City of Stairs
Page 45
A light in the dark.
No, thinks Shara. No. No, it can’t be.
“Olvos?” she whispers.
“Such a wise girl,” the monk says, and sits.
* * *
“How …?” says Shara. “How …?”
“You still have not drunk,” says Olvos. “You should try it. It’s good.”
Shara, mystified, drinks from the stone cup and finds the Divinity is correct: the concoction is warm and spicy and feels like it puts a small, soft ember in her belly. Then she realizes it’s familiar: “Wait.… Is this tea?”
“Yes. Sirlang, from Saypur. I’ve come to be rather fond of it, myself. Though it can be an utter bitch to get the good stuff.”
Shara gapes at her, the cup, the fire, the woods behind her. She manages, “But I … I thought you were gone.”
“I am gone,” says Olvos. “Look behind you again, around you. Do you see Bulikov? No. I am gone, and happy to be gone.
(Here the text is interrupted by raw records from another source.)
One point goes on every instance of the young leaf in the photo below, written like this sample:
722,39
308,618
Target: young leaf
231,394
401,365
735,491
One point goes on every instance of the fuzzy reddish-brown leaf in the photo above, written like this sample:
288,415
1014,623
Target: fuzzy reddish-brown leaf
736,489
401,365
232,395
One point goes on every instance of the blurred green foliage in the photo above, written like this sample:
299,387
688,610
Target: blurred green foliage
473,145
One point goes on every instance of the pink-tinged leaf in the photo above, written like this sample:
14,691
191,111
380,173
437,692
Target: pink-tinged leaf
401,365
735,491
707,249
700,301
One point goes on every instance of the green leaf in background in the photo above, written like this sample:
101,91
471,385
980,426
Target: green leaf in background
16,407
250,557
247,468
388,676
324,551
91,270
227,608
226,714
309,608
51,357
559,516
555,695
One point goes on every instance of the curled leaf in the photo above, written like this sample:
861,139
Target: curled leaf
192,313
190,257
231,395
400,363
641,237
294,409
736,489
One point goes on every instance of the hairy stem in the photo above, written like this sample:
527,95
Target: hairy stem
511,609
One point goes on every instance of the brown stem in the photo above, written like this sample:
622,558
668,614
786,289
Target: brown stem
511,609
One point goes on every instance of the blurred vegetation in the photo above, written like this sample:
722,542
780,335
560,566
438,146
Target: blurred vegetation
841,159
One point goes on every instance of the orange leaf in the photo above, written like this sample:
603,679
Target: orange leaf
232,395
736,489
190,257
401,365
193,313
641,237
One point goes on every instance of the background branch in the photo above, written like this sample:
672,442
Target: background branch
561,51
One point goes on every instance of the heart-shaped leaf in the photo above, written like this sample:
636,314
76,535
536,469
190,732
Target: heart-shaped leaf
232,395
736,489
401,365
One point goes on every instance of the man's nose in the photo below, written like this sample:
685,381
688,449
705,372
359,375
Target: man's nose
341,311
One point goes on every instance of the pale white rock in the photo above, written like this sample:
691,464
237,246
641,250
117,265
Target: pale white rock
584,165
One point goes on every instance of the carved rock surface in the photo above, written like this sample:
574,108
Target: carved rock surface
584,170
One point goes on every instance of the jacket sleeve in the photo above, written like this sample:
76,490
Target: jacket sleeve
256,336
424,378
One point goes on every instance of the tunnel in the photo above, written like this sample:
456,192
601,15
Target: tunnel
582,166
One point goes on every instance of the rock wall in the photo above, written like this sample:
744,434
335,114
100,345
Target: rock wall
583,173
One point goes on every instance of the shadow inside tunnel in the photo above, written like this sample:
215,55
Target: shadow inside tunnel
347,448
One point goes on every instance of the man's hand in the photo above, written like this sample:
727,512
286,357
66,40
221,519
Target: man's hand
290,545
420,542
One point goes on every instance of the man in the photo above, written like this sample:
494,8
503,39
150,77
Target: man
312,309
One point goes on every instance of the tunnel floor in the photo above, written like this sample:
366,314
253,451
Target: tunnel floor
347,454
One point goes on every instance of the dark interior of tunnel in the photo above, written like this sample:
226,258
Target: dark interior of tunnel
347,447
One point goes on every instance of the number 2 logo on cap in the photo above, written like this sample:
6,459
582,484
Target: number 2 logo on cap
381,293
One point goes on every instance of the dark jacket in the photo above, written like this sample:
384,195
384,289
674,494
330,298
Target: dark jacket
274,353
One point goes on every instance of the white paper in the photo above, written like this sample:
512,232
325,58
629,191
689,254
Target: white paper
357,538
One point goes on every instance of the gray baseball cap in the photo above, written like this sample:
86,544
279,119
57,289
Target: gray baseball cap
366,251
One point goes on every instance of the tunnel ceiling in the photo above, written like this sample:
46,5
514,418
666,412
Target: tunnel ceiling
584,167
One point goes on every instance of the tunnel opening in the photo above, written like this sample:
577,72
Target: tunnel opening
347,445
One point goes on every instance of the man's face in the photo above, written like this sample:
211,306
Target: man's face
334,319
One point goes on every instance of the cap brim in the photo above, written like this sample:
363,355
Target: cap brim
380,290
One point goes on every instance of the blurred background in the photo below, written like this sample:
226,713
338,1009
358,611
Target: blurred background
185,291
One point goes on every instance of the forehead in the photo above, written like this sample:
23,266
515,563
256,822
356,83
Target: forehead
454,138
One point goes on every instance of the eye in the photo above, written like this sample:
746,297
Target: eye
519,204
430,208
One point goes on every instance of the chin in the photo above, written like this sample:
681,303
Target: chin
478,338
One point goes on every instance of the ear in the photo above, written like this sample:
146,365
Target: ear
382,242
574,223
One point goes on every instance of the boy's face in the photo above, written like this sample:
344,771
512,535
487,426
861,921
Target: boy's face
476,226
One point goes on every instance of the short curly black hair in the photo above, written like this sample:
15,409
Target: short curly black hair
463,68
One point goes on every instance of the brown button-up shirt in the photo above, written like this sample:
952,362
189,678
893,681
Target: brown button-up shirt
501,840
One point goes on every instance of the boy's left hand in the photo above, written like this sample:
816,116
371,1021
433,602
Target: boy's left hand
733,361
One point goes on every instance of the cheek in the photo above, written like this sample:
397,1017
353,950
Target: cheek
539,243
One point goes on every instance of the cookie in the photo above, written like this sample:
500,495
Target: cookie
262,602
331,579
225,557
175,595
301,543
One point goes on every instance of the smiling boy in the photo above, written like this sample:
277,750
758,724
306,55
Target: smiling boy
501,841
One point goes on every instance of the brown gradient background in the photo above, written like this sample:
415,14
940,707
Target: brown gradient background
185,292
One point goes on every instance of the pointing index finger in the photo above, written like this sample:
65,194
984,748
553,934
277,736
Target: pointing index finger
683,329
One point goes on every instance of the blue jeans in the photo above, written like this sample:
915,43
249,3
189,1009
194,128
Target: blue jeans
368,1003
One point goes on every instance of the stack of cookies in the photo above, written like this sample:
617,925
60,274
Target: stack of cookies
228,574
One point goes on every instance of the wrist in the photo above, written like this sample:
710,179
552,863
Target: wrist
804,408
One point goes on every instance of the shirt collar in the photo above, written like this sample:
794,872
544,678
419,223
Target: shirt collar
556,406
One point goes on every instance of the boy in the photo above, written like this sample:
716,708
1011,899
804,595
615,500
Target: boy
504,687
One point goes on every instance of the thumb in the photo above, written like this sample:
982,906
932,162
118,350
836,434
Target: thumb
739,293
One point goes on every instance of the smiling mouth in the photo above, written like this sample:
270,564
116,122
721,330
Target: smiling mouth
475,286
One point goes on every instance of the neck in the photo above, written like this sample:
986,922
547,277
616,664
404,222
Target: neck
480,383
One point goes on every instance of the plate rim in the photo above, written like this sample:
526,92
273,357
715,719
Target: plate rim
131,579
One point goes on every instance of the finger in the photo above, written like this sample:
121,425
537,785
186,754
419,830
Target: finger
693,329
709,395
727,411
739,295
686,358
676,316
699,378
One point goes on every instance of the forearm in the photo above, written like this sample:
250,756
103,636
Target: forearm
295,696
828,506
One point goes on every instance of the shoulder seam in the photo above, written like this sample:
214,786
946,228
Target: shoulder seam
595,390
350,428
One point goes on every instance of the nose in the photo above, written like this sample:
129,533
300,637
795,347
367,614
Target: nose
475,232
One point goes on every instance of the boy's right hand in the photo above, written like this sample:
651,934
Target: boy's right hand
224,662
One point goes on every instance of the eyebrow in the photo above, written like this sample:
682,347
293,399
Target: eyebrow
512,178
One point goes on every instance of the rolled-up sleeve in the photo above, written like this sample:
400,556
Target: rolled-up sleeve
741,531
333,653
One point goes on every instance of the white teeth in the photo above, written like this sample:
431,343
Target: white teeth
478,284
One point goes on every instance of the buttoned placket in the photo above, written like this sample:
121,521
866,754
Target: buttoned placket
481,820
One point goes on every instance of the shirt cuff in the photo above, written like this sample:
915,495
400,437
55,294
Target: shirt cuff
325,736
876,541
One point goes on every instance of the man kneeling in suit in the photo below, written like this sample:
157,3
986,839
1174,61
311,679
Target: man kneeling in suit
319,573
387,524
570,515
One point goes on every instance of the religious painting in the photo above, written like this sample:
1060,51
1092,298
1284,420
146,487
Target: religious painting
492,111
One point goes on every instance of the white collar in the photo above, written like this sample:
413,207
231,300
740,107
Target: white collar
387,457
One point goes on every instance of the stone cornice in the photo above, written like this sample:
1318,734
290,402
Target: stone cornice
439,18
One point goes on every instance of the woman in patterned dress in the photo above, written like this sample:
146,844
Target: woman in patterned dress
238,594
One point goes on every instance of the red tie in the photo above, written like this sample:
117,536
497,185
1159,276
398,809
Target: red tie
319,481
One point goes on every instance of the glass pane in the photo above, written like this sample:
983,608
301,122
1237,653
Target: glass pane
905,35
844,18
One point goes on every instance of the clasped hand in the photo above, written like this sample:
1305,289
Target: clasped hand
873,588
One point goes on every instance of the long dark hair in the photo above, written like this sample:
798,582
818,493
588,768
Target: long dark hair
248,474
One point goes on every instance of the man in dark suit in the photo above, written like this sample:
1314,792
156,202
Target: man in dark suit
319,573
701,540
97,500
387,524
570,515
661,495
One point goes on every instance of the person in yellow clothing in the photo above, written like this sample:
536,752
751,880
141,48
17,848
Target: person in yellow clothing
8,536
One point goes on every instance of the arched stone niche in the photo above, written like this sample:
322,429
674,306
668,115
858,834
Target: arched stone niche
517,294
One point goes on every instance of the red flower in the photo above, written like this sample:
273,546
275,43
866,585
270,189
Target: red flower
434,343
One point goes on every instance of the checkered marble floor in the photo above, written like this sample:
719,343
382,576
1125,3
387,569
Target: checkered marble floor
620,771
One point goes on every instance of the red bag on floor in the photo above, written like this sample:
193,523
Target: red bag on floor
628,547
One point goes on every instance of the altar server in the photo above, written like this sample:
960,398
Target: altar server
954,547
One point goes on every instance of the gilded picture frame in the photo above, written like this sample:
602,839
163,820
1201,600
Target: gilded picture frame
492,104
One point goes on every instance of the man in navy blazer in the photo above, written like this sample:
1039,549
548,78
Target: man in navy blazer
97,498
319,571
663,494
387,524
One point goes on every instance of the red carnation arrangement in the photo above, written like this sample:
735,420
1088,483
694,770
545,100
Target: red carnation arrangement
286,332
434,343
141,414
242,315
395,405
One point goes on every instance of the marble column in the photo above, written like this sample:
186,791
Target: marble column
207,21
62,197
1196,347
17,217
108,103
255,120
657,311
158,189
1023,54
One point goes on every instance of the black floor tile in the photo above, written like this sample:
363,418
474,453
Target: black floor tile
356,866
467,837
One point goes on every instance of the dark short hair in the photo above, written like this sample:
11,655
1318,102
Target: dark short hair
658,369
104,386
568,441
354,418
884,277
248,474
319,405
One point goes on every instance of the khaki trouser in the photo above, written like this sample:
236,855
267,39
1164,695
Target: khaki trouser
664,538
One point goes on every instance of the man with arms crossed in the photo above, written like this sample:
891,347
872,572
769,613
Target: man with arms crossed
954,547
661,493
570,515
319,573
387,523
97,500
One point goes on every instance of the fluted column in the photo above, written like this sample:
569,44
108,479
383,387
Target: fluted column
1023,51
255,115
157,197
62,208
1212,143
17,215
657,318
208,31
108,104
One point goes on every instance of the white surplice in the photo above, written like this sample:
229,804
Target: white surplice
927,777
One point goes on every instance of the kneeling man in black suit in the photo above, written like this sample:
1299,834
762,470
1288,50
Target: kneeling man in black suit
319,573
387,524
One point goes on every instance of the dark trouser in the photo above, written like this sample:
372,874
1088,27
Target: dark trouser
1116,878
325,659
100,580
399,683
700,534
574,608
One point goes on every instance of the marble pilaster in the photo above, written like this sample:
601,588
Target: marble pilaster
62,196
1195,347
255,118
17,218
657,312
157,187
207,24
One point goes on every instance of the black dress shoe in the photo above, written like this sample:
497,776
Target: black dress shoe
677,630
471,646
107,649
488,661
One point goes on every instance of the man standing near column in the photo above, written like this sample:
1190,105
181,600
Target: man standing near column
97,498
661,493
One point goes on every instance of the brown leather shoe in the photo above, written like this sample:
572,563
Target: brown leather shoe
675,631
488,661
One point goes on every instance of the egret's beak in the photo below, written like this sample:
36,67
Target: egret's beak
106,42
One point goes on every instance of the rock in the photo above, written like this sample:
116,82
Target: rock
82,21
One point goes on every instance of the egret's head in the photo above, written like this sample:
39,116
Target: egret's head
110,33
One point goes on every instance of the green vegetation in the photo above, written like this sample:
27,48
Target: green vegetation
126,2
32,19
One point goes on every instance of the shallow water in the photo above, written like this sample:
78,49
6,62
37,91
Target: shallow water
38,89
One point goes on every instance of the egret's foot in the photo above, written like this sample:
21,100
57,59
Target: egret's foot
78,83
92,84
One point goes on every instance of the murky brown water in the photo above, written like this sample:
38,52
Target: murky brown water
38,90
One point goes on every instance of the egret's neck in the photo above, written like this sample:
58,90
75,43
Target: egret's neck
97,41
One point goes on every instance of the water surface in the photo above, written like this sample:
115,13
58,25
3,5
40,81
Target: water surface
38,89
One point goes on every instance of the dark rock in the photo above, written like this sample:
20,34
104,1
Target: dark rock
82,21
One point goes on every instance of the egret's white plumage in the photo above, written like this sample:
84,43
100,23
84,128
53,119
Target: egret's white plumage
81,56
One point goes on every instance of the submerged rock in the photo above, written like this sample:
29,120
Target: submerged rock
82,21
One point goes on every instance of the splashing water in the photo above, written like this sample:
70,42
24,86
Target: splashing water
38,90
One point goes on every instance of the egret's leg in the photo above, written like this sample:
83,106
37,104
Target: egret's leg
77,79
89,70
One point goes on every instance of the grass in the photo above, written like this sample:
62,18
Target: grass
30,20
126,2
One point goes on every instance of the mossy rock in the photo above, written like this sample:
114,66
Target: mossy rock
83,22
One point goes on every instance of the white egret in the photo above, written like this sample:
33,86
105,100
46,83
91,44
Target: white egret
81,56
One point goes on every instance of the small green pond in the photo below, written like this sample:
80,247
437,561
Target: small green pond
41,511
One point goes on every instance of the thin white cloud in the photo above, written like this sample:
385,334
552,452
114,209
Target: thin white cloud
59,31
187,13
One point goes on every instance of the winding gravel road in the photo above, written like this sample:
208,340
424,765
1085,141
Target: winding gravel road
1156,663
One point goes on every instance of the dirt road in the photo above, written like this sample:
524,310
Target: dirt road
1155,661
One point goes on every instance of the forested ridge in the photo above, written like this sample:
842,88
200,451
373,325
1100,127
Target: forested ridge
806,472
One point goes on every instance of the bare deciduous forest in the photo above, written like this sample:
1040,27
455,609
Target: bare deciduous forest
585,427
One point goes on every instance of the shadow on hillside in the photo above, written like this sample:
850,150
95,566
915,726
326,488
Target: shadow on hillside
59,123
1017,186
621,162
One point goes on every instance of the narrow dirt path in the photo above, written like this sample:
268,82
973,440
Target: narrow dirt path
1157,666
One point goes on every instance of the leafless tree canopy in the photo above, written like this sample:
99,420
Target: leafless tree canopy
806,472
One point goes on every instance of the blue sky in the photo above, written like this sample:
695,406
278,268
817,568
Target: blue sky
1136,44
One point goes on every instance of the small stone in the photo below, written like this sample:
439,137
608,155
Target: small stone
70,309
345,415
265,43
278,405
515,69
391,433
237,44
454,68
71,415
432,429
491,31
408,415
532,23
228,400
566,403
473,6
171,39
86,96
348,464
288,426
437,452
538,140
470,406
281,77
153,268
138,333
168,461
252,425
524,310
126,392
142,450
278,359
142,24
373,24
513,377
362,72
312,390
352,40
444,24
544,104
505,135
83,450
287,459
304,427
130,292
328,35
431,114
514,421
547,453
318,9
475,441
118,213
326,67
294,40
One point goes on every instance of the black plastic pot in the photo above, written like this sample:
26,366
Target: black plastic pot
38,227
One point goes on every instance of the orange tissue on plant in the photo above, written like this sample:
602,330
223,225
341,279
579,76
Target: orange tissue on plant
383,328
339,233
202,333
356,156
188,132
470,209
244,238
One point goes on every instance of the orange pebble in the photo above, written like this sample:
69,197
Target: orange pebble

It’s pretty pleasant to be here, alone with my thoughts, away from all that noise.” Shara is silent as she thinks, After all this, have I walked right into a trap?
“You’re now wondering,” says Olvos, “if I have brought you here to exact revenge on you.”
Shara cannot hide her alarm.
“Well, I am gone, but I am still a Divinity. And this is my place.” Olvos pats the log she sits on. “I can never lose this. And those who join me here, their hearts cannot be hidden from me. You wonder, Shara Komayd, great-granddaughter of Avshakta si Komayd, the last Kaj of Saypur, if I have lured you away from the Continent to get you on your own and destroy you—to destroy you for your family’s crimes, for your crimes, for the countless destruction your wars and laws have incurred.” Olvos’s eyes gleam bright, like rings of fire half hidden below her lids; then the fire in her eyes dims. “But that, as they say, would be stupid. A very stupid, silly, useless thing to do. And I am a bit disappointed you would expect such things from me. After all, I left the world when the Continent chose to begin its empire. Not just because it was wrong, but because it was a very shortsighted decision: time has a way of returning all heedlessness to those who commit it … even if they are Divine.”
Shara is still trying to come to grips with the reality of what is happening, yet Olvos is so profoundly unlike anything she expected a god to be that she is not sure what to think: Olvos’s manner is like that of a fishwife or a seamstress rather than a Divinity. “That’s why you left the Continent? Because you disagreed with the Great Expansion?”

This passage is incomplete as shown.